In the same manner, audio and subtitle selection menus will be produced, if the input mpeg stream has more than one audio and/or subtitle tracks.
4. Create xml-file for dvdauthor
During the described steps before, the commands for dvdauthor are written into an xml-file "on-the-fly", which will be used for authoring the final DVD structure. As default, this file is named dvdwizard.xml but you may specify a different name on the command-line (dvdwizard -x <file>).
5. Create final DVD-structure
As the last step, the final DVD structure is authored with all menus, chapters and things into a subdirectory called ./dvd, if not specified otherwise on the command-line (dvdwizard -o <dir>).

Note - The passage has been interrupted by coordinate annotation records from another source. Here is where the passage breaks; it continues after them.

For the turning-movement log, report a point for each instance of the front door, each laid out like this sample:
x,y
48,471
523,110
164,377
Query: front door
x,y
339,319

After finishing these steps, the DVD can be played directly from that directory, for instance with xine. Just issue
#> xine dvd://"`pwd`"/dvd/
in the directory you called dvdwizard in and check, if everything went well. If you're satisfied with the result, you can burn this directory onto DVD.
After successfully running dvdwizard, you'll find the following objects in your working directory (as long as no other target directories or filenames have been specified in the config file or command line):
|./dvd||Created DVD structure|
|./vmgm||Holds the main menu (VMGM) pages|
|./vtsm/vts[1-9]||Holds the titleset menus (one subdirectory for every titleset)|
|./cpics/VTS[1-9]||Holds the created Chapter Screenshots (one subdirectory for every titleset)|
|dvdwizard.cmd||All calls to dvdwizard-scripts including all parameters|
|dvdwizard.log||Logfile with all program output|
|dvdwizard.xml||XML-definition for dvdauthor|
The vmgm and vtsm subdirectories not only hold the ready-made menu mpeg-files but also the objects neccessary to create them (spumux xml, background ppm, button masks). This way, you may easily adjust the looks of each menu to your liking.
dvdwizard tries in general not to add further restrictions beyond the DVD specifications, but there are a few limitations, which are caused by dvdwizard and have nothing to do with the functionallity of e.g. dvdauthor or the DVD specs. These are the points:
- max. 9 titlesets per DVD (according to DVD-specs up to 99 titlesets possible)
- only 1 title within a titleset (according to DVD-specs up to 99 titles per titleset)
- only 8 subtitle tracks per titleset (according to DVD-specs up to 32 titles per titleset)
- no multi-angle DVDs
All these restrictions are in place due to the graphical presentation and/or the missing Know-How or interests of the author. There are no plans to get rid of these limitations in future releases.